Die Inflation in den USA erweist sich weiter als zäh. Die Verbraucherpreise (CPI) lagen im Juli um 3,4 Prozent höher als im Juli des Vorjahres. Das entspricht annähernd dem Vormonatswert, als die Inflationsrate bei 3,5 Prozent lag. Die Kerninflation, für die die schwankungsanfälligen Preise für Lebensmittel und Energie herausgerechnet werden, stieg gegenüber dem Vorjahr um 2,5 Prozent – nach 2,6 Prozent im Juni. Das berichtet das Arbeitsministerium.
Die Daten dürften den Streit zwischen den Befürwortern einer Leitzinserhöhung innerhalb der Federal Reserve und jenen, die die Zinsen unverändert lassen wollen, kaum entscheiden, vermutet Diane Swonk, Chefökonomin bei KPMG. Erschwert wird die Analyse der Teuerung durch die Tatsache, dass die amerikanische Notenbank sich stärker an einem anderen Inflationsmaßstab orientiert: Der Preisindex für Konsumausgaben (PCE) lag im Juni 3,7 Prozent höher als vor einem Jahr; die Kernrate ohne Energie und Lebensmittel lag 3,3 Prozent höher.
Wird Energie wieder teurer?
Die leichte Entspannung von Juni zu Juli ist unter anderem gesunkenen Energiepreisen zu verdanken wegen eines temporären Waffenstillstands mit dem Iran. Danach sind die Kämpfe aber wieder aufgeflammt und könnten damit zu höheren Preisen bei der nächsten Inflationsermittlung führen. Swonk weist darauf hin, dass sich speziell raffinierte Erdölprodukte wie Diesel in vielen anderen Preisen niederschlagen. Ein ungewöhnlich heißer Juli dürfte überdies die Stromrechnungen nach oben treiben.
Unklar ist die Wirkung der Künstlichen Intelligenz auf die Preise: Sie hat eine enorme Nachfrage nach Rechen- und Datenzentrumskapazitäten entfacht.
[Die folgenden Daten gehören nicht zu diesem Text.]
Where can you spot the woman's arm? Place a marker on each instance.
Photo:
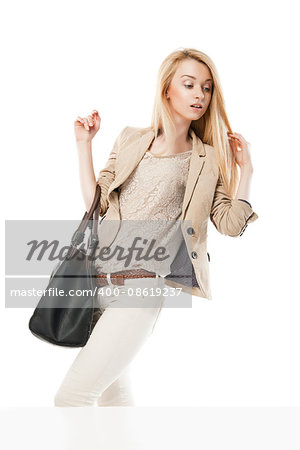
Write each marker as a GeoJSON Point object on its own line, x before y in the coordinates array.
{"type": "Point", "coordinates": [85, 130]}
{"type": "Point", "coordinates": [86, 172]}
{"type": "Point", "coordinates": [232, 216]}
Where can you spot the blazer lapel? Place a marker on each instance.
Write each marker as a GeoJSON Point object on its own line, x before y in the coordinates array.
{"type": "Point", "coordinates": [196, 164]}
{"type": "Point", "coordinates": [133, 154]}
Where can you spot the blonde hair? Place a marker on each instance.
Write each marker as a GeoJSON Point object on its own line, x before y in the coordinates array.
{"type": "Point", "coordinates": [211, 128]}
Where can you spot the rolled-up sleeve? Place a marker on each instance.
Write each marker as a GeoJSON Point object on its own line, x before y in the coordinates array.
{"type": "Point", "coordinates": [107, 175]}
{"type": "Point", "coordinates": [230, 216]}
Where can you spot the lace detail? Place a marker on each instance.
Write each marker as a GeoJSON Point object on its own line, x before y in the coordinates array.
{"type": "Point", "coordinates": [150, 207]}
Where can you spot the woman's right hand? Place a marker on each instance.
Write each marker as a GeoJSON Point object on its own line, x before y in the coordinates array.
{"type": "Point", "coordinates": [85, 128]}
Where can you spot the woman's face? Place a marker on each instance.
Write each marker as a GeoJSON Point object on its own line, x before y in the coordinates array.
{"type": "Point", "coordinates": [191, 84]}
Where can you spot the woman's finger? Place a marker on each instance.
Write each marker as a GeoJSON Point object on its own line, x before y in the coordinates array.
{"type": "Point", "coordinates": [86, 125]}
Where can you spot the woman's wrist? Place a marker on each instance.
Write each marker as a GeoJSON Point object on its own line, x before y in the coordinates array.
{"type": "Point", "coordinates": [84, 145]}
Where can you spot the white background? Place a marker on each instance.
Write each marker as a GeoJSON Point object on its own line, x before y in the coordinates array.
{"type": "Point", "coordinates": [63, 59]}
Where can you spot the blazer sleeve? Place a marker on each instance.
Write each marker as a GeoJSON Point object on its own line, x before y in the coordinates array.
{"type": "Point", "coordinates": [107, 175]}
{"type": "Point", "coordinates": [230, 216]}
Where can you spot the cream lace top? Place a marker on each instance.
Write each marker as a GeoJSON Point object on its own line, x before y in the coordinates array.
{"type": "Point", "coordinates": [150, 207]}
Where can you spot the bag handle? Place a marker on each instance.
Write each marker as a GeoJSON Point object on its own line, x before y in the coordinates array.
{"type": "Point", "coordinates": [78, 236]}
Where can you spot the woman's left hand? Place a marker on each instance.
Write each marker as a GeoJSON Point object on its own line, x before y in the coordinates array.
{"type": "Point", "coordinates": [240, 148]}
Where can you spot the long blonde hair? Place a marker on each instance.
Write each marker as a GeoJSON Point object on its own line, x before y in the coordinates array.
{"type": "Point", "coordinates": [211, 128]}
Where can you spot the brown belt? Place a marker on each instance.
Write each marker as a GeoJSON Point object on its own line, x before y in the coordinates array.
{"type": "Point", "coordinates": [118, 277]}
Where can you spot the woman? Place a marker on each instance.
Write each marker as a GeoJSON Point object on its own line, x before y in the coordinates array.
{"type": "Point", "coordinates": [178, 172]}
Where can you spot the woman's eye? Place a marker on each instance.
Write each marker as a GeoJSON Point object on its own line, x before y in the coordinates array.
{"type": "Point", "coordinates": [190, 86]}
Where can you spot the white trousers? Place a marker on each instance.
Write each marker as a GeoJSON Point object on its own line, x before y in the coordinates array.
{"type": "Point", "coordinates": [100, 374]}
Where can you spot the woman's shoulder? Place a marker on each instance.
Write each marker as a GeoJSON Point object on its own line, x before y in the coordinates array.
{"type": "Point", "coordinates": [129, 132]}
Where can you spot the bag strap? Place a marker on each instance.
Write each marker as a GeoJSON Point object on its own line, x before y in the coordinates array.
{"type": "Point", "coordinates": [78, 236]}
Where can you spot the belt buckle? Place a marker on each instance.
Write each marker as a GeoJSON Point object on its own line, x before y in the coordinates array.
{"type": "Point", "coordinates": [110, 283]}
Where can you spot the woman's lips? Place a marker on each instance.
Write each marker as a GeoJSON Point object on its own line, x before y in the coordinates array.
{"type": "Point", "coordinates": [195, 108]}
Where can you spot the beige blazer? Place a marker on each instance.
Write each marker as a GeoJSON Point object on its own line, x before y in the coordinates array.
{"type": "Point", "coordinates": [204, 198]}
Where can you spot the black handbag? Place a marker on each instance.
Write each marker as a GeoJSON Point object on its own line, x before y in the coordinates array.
{"type": "Point", "coordinates": [70, 325]}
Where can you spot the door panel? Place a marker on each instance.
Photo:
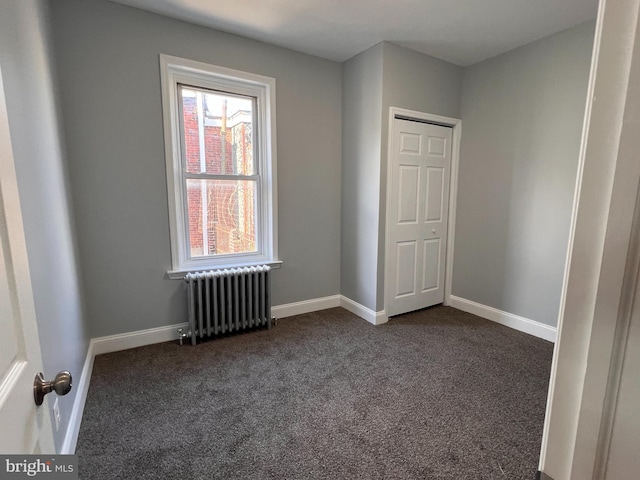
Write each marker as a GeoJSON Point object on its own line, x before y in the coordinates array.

Das verteuert unter anderem Baumaterialien und technische Ausrüstung, die für den Ausbau dieser Infrastruktur benötigt werden. Zugleich macht sie Unternehmen produktiver und reduziert damit den Druck, Preise zu erhöhen.
Verwirrend sind überdies die Signale vom amerikanischen Arbeitsmarkt. Statt wie gewöhnlich zu wachsen, büßte er im Juli 23.000 Arbeitsplätze ein. Die Arbeitslosenquote sank aber trotzdem um einen Prozentpunkt auf 4,1 Prozent. Es sei ein Rückgang aus den falschen Gründen, schreibt Elise Gould vom Economic Policy Institute: Leute hätten sich aus dem Arbeitsmarkt zurückgezogen. Die Lohnsteigerung von 3,2 Prozent fiel schwächer aus als im Vormonat und zeigt laut Gould, dass die Arbeitnehmer keine große Verhandlungsmacht haben. Das signalisiert aber auch, dass vom Arbeitsmarkt kein großer Druck auf die Preise ausgeht.
Unklar ist allerdings auch, wie der Fed-Chef Kevin Warsh mit den Daten umgeht. Er hatte in der jüngsten Fed-Sitzung gesagt, dass singuläre Datenpunkte wie Monatsberichte über die Inflation keine große Bedeutung für seine Entscheidungsfindung haben – zumal er den Konjunkturdaten grundsätzlich misstraut.
Ein von ihm installiertes Expertengremium arbeitet an einer Modernisierung der Inflationsdaten. „Nun warten wir zwei Wochen auf die Konferenz der Federal Reserve Bank von Kansas City in Jackson Hole, um zu sehen, ob Präsident Warsh bereit ist, seine Karten auf den Tisch zu legen“, kommentiert John Kerschner von Janus Henderson Investors. Angesichts seiner Abneigung gegen Forward Guidance sei aber nur mit spärlichen Hinweisen zu rechnen.